リユース市場の成長とともに宅配買い取りサービス業者が増えている。利便性の高さが売りだが、利用者を食い物にする悪質業者も存在する。期待の新市場を成長させるには、一刻も早い業界の浄化が欠かせない。
大阪府に住む40代の村野氏(仮名)は昨年末、インターネットで見つけたサイトで、不要になった中古本100冊ほどを買い取りに出した。利用したのは宅配買い取りサービス。「売りたいスマホやブランド品、書籍などを箱に詰めて申し込めば、自宅まで宅配業者が取りに来てくれる。後は査定結果の連絡を待ち、提示された金額に納得がいけば、そのまま銀行口座に振り込んでもらう仕組み」──。少なくとも村野氏はそう理解していた。

勝手に振り込まれた800円
サイトに掲載されている情報だと5000円にはなりそうだった。「4000円台の買い取り価格を提示されたら手を打つか」。そう考えて待っていたが、業者からは1週間たっても2週間たっても連絡がない。気になって、契約が成立した際の振込先として指定した銀行口座を確認してみると、業者名で想定よりもはるかに安い800円が既に振り込まれていた。

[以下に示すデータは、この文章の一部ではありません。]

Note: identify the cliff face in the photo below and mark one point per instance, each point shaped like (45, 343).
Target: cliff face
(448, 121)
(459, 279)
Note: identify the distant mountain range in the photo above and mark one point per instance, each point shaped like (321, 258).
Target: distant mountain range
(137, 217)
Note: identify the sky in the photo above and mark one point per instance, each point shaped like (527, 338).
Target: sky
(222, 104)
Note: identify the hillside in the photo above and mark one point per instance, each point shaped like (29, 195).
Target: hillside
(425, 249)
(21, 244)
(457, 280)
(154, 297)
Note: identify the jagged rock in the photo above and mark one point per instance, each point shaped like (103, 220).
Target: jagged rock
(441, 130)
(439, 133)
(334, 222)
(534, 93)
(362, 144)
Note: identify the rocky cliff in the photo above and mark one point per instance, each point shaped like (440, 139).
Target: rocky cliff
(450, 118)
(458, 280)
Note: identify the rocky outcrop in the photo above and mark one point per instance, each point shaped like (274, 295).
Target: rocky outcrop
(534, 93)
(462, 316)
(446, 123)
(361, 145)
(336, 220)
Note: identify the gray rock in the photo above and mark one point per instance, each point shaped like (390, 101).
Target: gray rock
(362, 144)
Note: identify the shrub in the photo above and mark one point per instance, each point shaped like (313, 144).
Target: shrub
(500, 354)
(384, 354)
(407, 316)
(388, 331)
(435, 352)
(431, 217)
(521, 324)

納得がいかない村野氏はキャンセルしようとした。ところが業者とのやり取りで、査定額がいくらでも、買い取りに承諾する「自動承認」という条件で申し込んだことが判明。サイトでは自動承認にするためのチェックボックスは極めて目立たない場所に配置されており、事前にチェックが入っていた。
「落ち度は自分にあるかもしれないが、メルマガの受信などならともかく、売買契約の重要な部分で、自分たちの有利な項目にデフォルトでチェックを入れているのはいかがなものか」と村野氏。

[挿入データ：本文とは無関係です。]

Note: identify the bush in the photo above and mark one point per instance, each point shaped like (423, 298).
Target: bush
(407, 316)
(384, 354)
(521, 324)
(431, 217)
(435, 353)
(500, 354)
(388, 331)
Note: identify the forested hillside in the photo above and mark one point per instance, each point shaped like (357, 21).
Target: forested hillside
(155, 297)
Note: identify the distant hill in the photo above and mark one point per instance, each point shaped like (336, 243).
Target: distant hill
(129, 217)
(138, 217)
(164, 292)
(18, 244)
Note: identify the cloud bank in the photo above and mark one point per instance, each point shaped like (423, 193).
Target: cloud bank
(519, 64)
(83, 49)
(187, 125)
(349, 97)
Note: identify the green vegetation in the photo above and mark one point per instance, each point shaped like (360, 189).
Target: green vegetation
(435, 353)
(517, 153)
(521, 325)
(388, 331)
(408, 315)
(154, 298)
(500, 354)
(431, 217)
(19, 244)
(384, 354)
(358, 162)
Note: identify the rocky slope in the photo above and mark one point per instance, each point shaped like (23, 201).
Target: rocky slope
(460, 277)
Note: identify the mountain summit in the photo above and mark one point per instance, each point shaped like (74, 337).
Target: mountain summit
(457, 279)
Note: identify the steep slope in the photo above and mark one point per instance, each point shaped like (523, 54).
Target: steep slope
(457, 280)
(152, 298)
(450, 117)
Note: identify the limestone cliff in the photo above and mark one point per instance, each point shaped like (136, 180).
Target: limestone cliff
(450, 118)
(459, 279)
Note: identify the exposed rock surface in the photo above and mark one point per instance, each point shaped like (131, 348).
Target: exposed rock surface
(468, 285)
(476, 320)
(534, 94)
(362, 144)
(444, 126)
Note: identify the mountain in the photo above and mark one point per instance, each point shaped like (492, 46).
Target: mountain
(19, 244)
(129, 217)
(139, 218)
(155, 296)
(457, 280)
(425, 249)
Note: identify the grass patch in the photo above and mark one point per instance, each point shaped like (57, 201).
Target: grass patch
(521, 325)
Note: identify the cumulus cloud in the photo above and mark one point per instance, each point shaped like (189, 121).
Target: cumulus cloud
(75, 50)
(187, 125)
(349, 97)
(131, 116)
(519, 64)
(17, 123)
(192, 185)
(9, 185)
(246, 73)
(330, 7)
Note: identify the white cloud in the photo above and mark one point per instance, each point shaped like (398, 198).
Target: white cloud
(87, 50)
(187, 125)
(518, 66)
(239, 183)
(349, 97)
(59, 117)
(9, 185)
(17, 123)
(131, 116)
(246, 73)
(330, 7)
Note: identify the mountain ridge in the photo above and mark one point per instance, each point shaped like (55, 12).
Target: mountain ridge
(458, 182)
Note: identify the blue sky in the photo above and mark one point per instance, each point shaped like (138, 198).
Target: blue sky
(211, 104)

六本木法律事務所の吉村健一郎弁護士は、「承認するつもりがないのに承認になっているので、民法95条や電子契約法に基づいて契約を無効にできる可能性はある」と説明する。自動承認について明らかに錯誤するようにサイトが作ってあるか、利用者が自動承認になる確認があったのに見落としたのかどうかで判断が分かれるという。

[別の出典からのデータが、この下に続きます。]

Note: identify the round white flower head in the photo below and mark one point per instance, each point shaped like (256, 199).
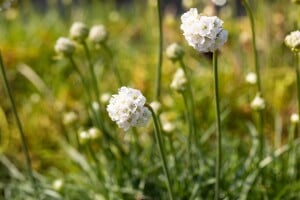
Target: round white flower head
(179, 81)
(293, 41)
(94, 133)
(295, 118)
(58, 184)
(219, 2)
(70, 118)
(251, 78)
(105, 98)
(258, 103)
(205, 34)
(127, 108)
(79, 31)
(98, 34)
(64, 46)
(174, 51)
(84, 136)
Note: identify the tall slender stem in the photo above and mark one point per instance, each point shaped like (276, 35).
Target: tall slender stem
(20, 127)
(218, 133)
(160, 49)
(257, 69)
(161, 151)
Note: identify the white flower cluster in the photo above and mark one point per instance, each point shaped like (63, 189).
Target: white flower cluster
(179, 81)
(127, 108)
(258, 103)
(205, 34)
(293, 40)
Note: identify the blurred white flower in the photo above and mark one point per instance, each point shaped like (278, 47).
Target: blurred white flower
(251, 78)
(70, 118)
(127, 108)
(174, 51)
(105, 98)
(64, 46)
(98, 34)
(94, 133)
(179, 81)
(258, 103)
(79, 31)
(295, 118)
(219, 2)
(205, 34)
(156, 106)
(58, 184)
(84, 136)
(293, 41)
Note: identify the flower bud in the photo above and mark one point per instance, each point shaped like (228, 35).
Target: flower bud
(58, 184)
(84, 136)
(174, 52)
(179, 81)
(295, 118)
(64, 46)
(98, 34)
(79, 31)
(251, 78)
(258, 103)
(293, 41)
(70, 118)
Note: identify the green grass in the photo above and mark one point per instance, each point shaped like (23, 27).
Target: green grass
(28, 37)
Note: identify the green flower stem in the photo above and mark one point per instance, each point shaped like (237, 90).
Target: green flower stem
(250, 13)
(114, 67)
(257, 70)
(218, 134)
(190, 105)
(160, 51)
(298, 80)
(158, 138)
(20, 128)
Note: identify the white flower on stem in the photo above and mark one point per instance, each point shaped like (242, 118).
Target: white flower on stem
(79, 31)
(64, 46)
(219, 2)
(295, 118)
(258, 103)
(174, 51)
(293, 41)
(179, 81)
(127, 108)
(205, 34)
(98, 34)
(251, 78)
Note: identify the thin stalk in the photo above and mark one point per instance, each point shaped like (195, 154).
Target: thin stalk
(298, 81)
(20, 127)
(190, 103)
(158, 138)
(250, 14)
(218, 133)
(114, 67)
(160, 51)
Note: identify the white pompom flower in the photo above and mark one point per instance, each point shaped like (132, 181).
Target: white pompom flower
(293, 41)
(258, 103)
(205, 34)
(127, 108)
(79, 31)
(98, 34)
(64, 46)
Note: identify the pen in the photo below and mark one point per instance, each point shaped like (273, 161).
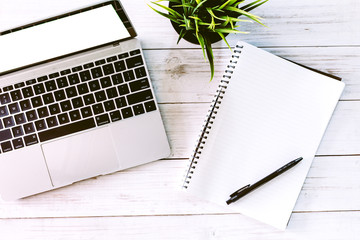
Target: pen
(249, 188)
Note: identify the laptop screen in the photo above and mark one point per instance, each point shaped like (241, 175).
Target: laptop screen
(61, 36)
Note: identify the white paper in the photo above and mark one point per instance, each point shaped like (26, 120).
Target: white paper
(60, 37)
(272, 113)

「店舗に持ち込む手間がない」「対面でのやり取りが不要」──。そんな手軽さが受け、急拡大している宅配買い取りサービス。買い取り価格比較サイト「ヒカカク!」によると、サービス提供事業者は現在3000を超えた。業界の老舗で大手のブックオフコーポレーションもその一つで、2018年の宅配買い取りサービス件数は37万件。ここ数年、年率約10%増で拡大中だ。